Пожалуй, из всех игр, в которые я когда-либо играла, эта – самая опасная. Но если я все еще жива, значит, мне до сих пор везет в рулетку. Как всем новичкам.

Смотрю лукаво. На этом фото я говорила ему: «Любишь меня? Тогда айда со мной гулять по краю раскаленной крыши. Босиком! Мы будем балансировать до ночи, а когда объявится луна, я буду мурчать тебе в самое ухо, чтоб было щекотно. Будем вместе охотиться на шорохи, хочешь? И так каждую ночь, лето напролет! А когда наступит осень, ты закрой форточку плотнее, чтобы я не сбежала, и подставь мне свою живую плоть – для игр. Я буду свирепствовать и разминать об тебя коготки. Как станет больно – ты шикни на меня!

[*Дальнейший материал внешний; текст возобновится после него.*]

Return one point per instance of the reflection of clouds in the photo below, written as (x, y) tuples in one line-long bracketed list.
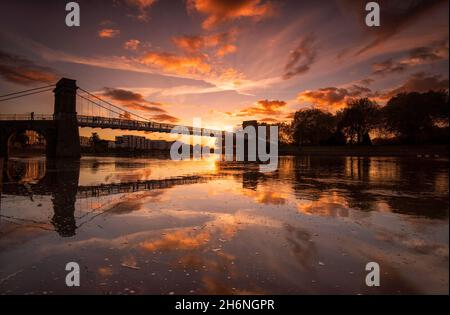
[(332, 205), (417, 245), (178, 240), (26, 173), (303, 248), (266, 196)]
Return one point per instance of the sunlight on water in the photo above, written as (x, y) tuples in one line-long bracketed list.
[(158, 226)]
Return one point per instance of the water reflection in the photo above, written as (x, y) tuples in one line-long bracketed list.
[(223, 227)]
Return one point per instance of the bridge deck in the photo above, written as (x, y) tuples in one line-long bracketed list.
[(116, 123)]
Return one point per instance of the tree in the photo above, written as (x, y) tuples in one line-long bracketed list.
[(285, 133), (21, 138), (313, 127), (417, 117), (358, 119)]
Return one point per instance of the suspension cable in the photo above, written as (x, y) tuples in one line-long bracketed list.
[(19, 96), (104, 107), (115, 106), (29, 90)]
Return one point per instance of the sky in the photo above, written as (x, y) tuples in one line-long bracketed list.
[(224, 61)]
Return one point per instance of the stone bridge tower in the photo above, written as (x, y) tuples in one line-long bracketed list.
[(67, 144)]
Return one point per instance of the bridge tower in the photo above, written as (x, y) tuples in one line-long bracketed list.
[(67, 144)]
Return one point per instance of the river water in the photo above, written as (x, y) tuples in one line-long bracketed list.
[(155, 226)]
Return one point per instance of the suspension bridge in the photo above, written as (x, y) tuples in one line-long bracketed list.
[(75, 107)]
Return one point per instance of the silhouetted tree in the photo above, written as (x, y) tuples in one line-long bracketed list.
[(285, 133), (21, 139), (313, 127), (358, 119), (417, 117)]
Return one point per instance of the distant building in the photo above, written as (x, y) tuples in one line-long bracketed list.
[(141, 143), (85, 142)]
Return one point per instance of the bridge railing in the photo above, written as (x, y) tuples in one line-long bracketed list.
[(26, 117), (123, 123)]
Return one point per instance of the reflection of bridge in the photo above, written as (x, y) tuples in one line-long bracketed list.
[(60, 130), (61, 183)]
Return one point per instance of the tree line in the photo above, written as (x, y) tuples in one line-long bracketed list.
[(407, 118)]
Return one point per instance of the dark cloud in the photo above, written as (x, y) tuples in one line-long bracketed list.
[(395, 16), (301, 58), (419, 82), (220, 11), (418, 56), (132, 100), (263, 107), (25, 72), (387, 67), (269, 120), (222, 42), (165, 118), (434, 52), (334, 98)]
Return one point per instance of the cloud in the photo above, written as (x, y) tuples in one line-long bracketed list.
[(396, 15), (334, 98), (301, 58), (108, 33), (177, 64), (132, 100), (261, 108), (142, 6), (132, 44), (269, 120), (387, 67), (419, 82), (220, 11), (223, 42), (425, 54), (21, 71), (418, 56), (165, 118)]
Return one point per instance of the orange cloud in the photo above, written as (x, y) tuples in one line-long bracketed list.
[(142, 6), (419, 82), (222, 41), (108, 33), (177, 64), (301, 58), (22, 71), (219, 11), (132, 100), (165, 118), (334, 98), (132, 44), (225, 50), (262, 108)]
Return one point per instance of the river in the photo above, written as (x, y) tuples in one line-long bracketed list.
[(155, 226)]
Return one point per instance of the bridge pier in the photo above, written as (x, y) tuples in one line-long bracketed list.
[(65, 114)]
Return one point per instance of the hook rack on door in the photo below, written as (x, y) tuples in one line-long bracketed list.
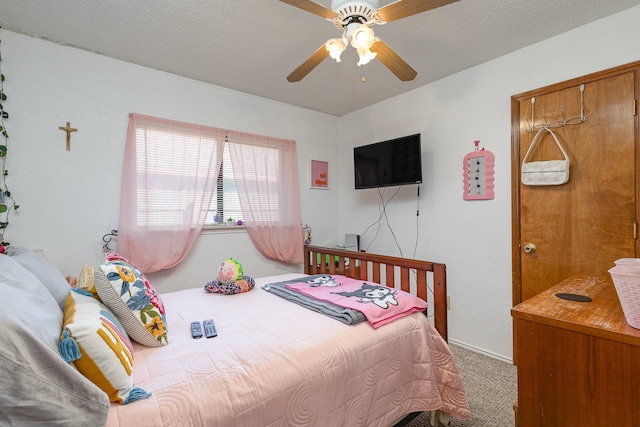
[(532, 127)]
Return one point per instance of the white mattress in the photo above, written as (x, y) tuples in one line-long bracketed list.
[(275, 363)]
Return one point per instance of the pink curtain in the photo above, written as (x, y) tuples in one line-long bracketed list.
[(169, 178), (266, 173)]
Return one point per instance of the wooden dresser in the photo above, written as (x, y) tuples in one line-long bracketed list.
[(578, 362)]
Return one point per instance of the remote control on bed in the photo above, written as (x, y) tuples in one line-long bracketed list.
[(196, 330), (210, 328)]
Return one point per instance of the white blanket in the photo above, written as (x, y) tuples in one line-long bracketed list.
[(275, 363)]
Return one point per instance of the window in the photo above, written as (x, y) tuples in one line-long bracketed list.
[(170, 187), (165, 192), (226, 202)]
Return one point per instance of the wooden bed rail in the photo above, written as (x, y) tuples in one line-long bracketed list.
[(372, 267)]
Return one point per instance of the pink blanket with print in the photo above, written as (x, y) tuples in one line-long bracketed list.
[(380, 304)]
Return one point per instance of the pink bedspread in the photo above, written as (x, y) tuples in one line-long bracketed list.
[(275, 363), (380, 304)]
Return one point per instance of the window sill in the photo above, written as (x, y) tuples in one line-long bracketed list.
[(213, 229)]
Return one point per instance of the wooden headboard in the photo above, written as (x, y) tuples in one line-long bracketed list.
[(371, 267)]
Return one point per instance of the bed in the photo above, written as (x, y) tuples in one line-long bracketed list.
[(276, 363)]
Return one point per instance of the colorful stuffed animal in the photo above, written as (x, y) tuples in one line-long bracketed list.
[(231, 279), (230, 270)]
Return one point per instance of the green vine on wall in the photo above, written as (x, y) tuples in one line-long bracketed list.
[(7, 204)]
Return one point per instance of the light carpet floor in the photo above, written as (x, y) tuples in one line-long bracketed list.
[(491, 387)]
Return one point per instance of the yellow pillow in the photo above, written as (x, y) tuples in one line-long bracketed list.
[(96, 343)]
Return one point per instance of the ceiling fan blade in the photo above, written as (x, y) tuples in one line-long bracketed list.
[(308, 65), (403, 8), (312, 7), (393, 62)]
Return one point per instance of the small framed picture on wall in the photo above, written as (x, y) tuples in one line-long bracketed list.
[(319, 174)]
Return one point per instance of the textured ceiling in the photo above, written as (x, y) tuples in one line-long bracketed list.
[(252, 45)]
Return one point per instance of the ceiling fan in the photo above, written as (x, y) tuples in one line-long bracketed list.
[(355, 18)]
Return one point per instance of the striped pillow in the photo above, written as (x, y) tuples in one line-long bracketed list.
[(96, 343)]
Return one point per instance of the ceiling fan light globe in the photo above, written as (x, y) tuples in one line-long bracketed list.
[(365, 56), (335, 48), (360, 35)]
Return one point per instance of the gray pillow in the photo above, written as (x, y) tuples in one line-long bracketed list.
[(49, 275), (38, 387)]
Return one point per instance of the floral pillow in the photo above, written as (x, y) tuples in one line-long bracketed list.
[(93, 339), (128, 293)]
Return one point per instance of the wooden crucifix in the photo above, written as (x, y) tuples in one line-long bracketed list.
[(68, 129)]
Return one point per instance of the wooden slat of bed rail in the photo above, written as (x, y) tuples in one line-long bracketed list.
[(440, 299), (405, 284), (358, 267), (376, 272), (421, 284), (389, 275)]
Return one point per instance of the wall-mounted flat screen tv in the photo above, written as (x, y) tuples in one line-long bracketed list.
[(387, 163)]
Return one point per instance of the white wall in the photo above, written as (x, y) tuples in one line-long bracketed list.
[(472, 237), (70, 199)]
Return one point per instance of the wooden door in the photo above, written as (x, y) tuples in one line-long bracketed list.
[(582, 226)]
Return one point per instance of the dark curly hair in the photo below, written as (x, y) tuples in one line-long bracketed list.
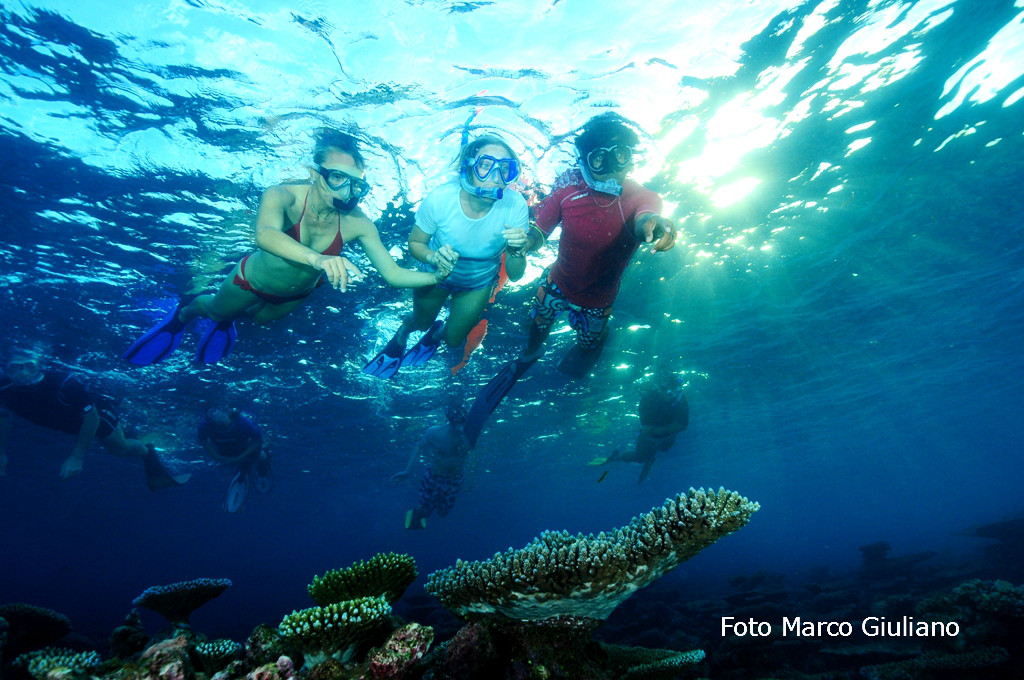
[(601, 129), (330, 140)]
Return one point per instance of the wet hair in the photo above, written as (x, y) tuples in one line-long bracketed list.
[(334, 140), (473, 147), (601, 129)]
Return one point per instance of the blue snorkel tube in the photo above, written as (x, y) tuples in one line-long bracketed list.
[(493, 193)]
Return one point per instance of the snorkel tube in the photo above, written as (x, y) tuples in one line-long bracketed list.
[(346, 205), (610, 185), (493, 193)]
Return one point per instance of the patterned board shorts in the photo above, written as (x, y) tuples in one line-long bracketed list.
[(437, 493), (589, 323)]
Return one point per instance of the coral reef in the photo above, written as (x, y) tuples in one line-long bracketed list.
[(387, 574), (129, 638), (401, 651), (559, 575), (559, 647), (176, 601), (646, 664), (64, 663), (214, 655), (265, 645), (336, 628), (998, 597), (31, 627), (168, 660)]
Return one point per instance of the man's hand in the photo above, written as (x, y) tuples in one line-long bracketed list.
[(660, 231)]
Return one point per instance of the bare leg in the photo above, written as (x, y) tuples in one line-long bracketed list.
[(540, 329), (229, 302), (426, 304)]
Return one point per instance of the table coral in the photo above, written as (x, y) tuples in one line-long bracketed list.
[(177, 600), (561, 575), (387, 574)]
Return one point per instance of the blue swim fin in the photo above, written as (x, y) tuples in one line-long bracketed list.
[(422, 351), (216, 343), (387, 362), (158, 343), (492, 395)]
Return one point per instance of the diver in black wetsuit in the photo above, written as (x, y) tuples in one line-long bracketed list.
[(58, 401), (664, 414), (232, 438), (444, 448)]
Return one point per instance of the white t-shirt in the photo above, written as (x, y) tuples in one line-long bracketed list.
[(478, 242)]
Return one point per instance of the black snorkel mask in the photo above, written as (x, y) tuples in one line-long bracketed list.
[(337, 180), (609, 185)]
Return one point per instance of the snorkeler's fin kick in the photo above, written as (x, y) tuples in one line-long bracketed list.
[(492, 395), (159, 342), (422, 351), (393, 356), (577, 363), (216, 343), (388, 360)]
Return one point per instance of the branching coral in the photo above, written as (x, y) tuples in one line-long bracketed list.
[(642, 663), (177, 600), (214, 655), (335, 627), (31, 627), (387, 574), (41, 663), (561, 575)]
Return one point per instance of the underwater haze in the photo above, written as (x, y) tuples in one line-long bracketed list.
[(845, 302)]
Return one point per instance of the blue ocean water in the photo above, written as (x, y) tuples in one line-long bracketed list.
[(845, 304)]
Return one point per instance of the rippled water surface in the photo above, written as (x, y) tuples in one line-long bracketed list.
[(845, 302)]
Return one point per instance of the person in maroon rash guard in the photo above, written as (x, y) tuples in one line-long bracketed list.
[(604, 217)]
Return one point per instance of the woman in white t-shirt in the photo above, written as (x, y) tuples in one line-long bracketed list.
[(466, 224)]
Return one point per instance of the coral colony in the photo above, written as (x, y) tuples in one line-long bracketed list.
[(528, 612)]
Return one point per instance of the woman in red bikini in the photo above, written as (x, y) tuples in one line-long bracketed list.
[(300, 230)]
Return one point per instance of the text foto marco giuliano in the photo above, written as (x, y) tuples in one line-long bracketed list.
[(871, 627)]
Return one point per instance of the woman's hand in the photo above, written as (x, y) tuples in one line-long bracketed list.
[(444, 257), (443, 268), (339, 270), (515, 241)]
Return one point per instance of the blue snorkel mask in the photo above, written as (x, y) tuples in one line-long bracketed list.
[(337, 180), (485, 166)]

Да так, чтоб я забилась под лавку и дрожала всем телом, боясь показать нос на свет. И тогда, как наступит зима – я осторожно выползу и свернусь калачиком на твоих коленях. Буду греть тебя своим теплом и ласкаться. Промурчу что-то про вечность и буду лизать тебе руки, заглядывая в глаза: хозяин, хозяин… Весной, конечно, снова засверкаю зрачками, и сигану за воробьем с балкона. Снизу позову тебя с собой. Гулять по крышам – до самого лета!».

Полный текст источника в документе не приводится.